Meu pai nunca me ensinou a jogar tênis – nem ping pong. Mas me ensinou a jogar pôquer – e até que me dei bem, desafiando os amigos na adolescência, “a dinheiro”, é claro. Meu pai também nunca me ensinou a jogar bola, até porque odiava futebol. Bom, mas se bola de sinuca conta, então ele até que tentou. Eu que não aprendi, e quase rasguei o feltro. Meu pai não foi, portanto, como o pai de Venus e Serena Willians – suposto herói do filme que vai levar Oscar. Meu pai também não foi como o pai de Neymar, que aparece mais do que o próprio num doc que também anda rolando por aí. Até porque, mesmo a contragosto, meu pai sempre pagou seus impostos.
Mas o fato é que num inesquecível sábado de outono, em 1970, meu pai me levou até a Livraria Aurora, de Sétimo e Eduardo Luizelle, no centro de Porto Alegre. Lá, me comprou a caixa com dez volumes das obras de Karl May. E mudou minha vida, mesmo sem ter me tornado um ás da bola ou da bolinha. Tenho a caixa até hoje, os livros com meu nome na folha de rosto e todos com as datas em que foram lidos: de 7 de março a 11 de março o primeiro volume de Winnetou; de 12 a 14 de março o segundo; de 15 a 16 de março o terceiro, sinal de que, capturado pelas aventuras do nobre cacique apache e de seu companheiro, o cowboy alemão Old Shatterhand, fui acelerando o ritmo. Devorei a caixa em cerca de um mês. Depois, li a segunda série e, na sequência, a terceira, menos emocionante.
Li aqueles 30 livros, como mais de cem mil brasileiros que também leram as três séries (as únicas que saíram no Brasil) antes de mim. As obras de Karl May, gigantesco sucesso editorial na Alemanha (mais de 70 milhões de exemplares vendidos), tornaram-se também sucesso gigantesco no Brasil. Graças a isso, a editora Globo, de Porto Alegre, pode publicar autores imensamente superiores a Karl May, que aliás nunca foi grande escritor – e ainda carregou a pecha de ser o favorito do medíocre Hitler. Só que certa vez entrevistei dez grandes editores brasileiros, perguntando-lhes quem eram seus personagens literários favoritos, e Winnetou recebeu três votos. Nada mal.
Quinto de 14 irmãos, filho de um tecelão falido, Karl May cresceu na miséria e logo aprendeu a mentir e a roubar. Acabou preso e escreveu boa parte de seus livros na cadeia. Nunca saiu da Alemanha, a não ser em sua prodigiosa imaginação.

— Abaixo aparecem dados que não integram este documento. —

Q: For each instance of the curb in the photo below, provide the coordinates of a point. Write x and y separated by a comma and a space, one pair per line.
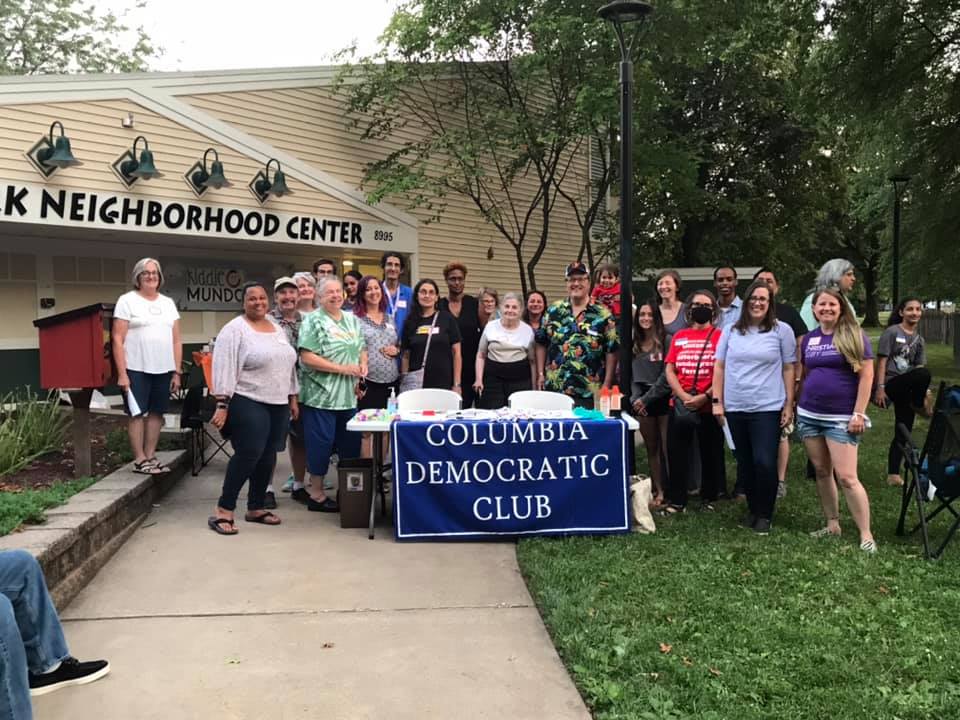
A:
79, 537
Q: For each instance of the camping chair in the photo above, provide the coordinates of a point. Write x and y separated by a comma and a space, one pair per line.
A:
196, 413
933, 474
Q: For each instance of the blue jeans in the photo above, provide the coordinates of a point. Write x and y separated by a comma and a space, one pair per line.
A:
31, 638
757, 438
257, 432
323, 430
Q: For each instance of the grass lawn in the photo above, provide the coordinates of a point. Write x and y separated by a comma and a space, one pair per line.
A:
706, 620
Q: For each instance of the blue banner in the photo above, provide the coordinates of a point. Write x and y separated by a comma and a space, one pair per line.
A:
472, 479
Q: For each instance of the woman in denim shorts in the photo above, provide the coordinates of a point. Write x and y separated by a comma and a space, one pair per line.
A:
837, 372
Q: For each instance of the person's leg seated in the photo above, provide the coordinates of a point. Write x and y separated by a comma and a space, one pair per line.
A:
40, 635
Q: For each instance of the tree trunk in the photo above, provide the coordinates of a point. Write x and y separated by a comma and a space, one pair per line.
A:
871, 308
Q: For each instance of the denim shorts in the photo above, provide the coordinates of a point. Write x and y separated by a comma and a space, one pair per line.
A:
151, 391
835, 430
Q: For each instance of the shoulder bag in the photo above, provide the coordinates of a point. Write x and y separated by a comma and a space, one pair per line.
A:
682, 415
413, 380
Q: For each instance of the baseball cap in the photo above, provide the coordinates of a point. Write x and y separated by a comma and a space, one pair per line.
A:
285, 280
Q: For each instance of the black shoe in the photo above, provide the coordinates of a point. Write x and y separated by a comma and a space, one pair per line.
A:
327, 505
300, 495
70, 672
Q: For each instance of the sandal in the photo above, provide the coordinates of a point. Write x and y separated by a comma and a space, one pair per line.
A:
266, 518
219, 525
159, 465
147, 467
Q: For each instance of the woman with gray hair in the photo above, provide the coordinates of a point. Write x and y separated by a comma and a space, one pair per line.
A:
506, 359
836, 274
307, 288
148, 354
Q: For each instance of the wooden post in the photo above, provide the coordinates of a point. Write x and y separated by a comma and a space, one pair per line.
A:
80, 399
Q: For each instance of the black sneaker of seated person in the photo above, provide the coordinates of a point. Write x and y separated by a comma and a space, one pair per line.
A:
70, 672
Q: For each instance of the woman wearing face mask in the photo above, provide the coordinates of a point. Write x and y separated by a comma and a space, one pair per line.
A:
506, 361
489, 304
672, 309
689, 370
444, 362
536, 306
836, 374
903, 378
255, 383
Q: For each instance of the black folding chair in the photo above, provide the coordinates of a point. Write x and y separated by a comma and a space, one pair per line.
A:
196, 413
933, 474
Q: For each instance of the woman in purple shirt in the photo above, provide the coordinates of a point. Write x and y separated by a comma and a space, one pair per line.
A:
837, 373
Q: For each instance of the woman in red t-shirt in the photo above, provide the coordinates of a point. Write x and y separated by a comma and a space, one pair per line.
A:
689, 370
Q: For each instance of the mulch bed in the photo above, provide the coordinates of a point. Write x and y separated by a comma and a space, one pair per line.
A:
57, 466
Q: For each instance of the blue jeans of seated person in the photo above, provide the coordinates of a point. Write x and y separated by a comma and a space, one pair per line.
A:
257, 432
757, 439
31, 638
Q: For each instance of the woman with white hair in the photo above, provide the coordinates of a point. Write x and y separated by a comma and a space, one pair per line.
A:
148, 354
836, 274
506, 359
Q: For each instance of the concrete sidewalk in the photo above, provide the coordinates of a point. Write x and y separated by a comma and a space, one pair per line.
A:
307, 620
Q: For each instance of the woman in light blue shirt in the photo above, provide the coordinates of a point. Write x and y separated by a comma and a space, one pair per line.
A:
753, 387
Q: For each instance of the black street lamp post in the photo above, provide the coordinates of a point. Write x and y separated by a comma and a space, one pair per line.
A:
622, 13
899, 184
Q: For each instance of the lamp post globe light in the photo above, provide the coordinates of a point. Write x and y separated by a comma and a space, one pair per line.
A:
626, 15
899, 181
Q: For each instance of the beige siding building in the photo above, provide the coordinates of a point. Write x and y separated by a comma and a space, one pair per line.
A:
72, 238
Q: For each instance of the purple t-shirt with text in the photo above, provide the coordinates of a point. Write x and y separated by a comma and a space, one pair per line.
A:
830, 384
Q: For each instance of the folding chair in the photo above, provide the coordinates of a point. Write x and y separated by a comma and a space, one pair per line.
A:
196, 413
933, 474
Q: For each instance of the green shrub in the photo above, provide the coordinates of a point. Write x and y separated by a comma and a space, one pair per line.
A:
30, 425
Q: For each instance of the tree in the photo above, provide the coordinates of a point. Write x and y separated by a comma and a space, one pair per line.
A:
483, 93
65, 36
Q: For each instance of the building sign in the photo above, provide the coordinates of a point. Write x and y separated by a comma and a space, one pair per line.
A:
209, 284
45, 205
478, 479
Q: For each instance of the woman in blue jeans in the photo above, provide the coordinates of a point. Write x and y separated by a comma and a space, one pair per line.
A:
255, 382
753, 385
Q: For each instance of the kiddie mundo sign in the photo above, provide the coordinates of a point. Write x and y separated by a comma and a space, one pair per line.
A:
471, 479
43, 205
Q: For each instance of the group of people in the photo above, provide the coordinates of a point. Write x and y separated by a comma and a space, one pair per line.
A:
295, 374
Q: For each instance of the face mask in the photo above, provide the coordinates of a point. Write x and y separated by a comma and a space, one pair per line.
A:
701, 315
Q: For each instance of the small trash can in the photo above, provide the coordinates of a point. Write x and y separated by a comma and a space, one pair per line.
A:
355, 491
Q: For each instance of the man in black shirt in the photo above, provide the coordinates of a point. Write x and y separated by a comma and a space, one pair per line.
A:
789, 315
465, 310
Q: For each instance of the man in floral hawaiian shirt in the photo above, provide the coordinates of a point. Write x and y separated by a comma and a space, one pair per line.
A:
577, 342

Morreu rico e deixou tudo para a fundação Karl May, que até hoje concede bolsas a escritores e jornalistas pobres (já houve momentos em que pensei em me candidatar). Karl May nasceu em 25 de fevereiro de 1842, há exatos 180 anos. Devo muito a ele.
Dentre outras coisas, devo a gratidão eterna a meu pai. Já que, ao contrário do próprio, sempre fui um fracasso em esportes nobres como pôquer e sinuca. E também nos mais baixos, como tênis e futebol.